I am yet to get some kind of equilibrium in my place of work .
I missed the sunday rest even as I travelled to jolly grant to attend the seminar on scrub typhus.
Now that the weekend is approaching I am feeling the brunt of it.
I struggled through the OPD today especially just before lunch when my sugars I think were hitting a low and then towards the evening when the cards did not look like finishing.

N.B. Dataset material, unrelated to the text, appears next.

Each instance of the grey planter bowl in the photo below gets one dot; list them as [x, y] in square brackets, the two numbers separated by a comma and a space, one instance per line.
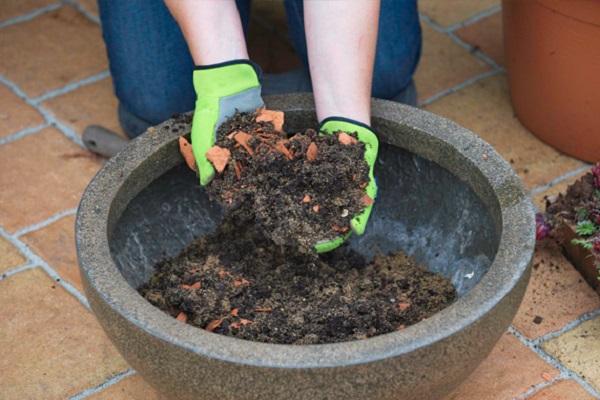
[446, 197]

The deadline for my first assignment with the fiction writing is also fast approaching.
I have done the piece .
Each time I read I find something more to edit.
It has been an interesting week professionally,getting back to medicine as practised in the mission field.A week of work has given me a lot of food for thought.
With age comes a sense of rest.
The last week saw an onslaught of people coming in with all sorts of personal problems.I listened,I even wept with them but oddly enough  I had very little to say to them.
Yesterday I had to take the night prayers for the nursing students and I found myself in the odd boat of talking to a batch of twenty students,twelve of who, had never heard the Word before.
At the last moment I decided to share about Jesus calming the storm even as the storm overtook them in the boat.
Stressing on the fact that they had taken shelter in a boat which had Jesus aboard,so how important it was to know who Jesus who was in the boat was and how it would change the way they responded to situations in their life.
I share through a lifetime of learning and living the experience.
In the meantime I listen.I observe,I study my responses constantly, heavily trying to prioritise on time which seems too short every day....there never seems to be enough time already.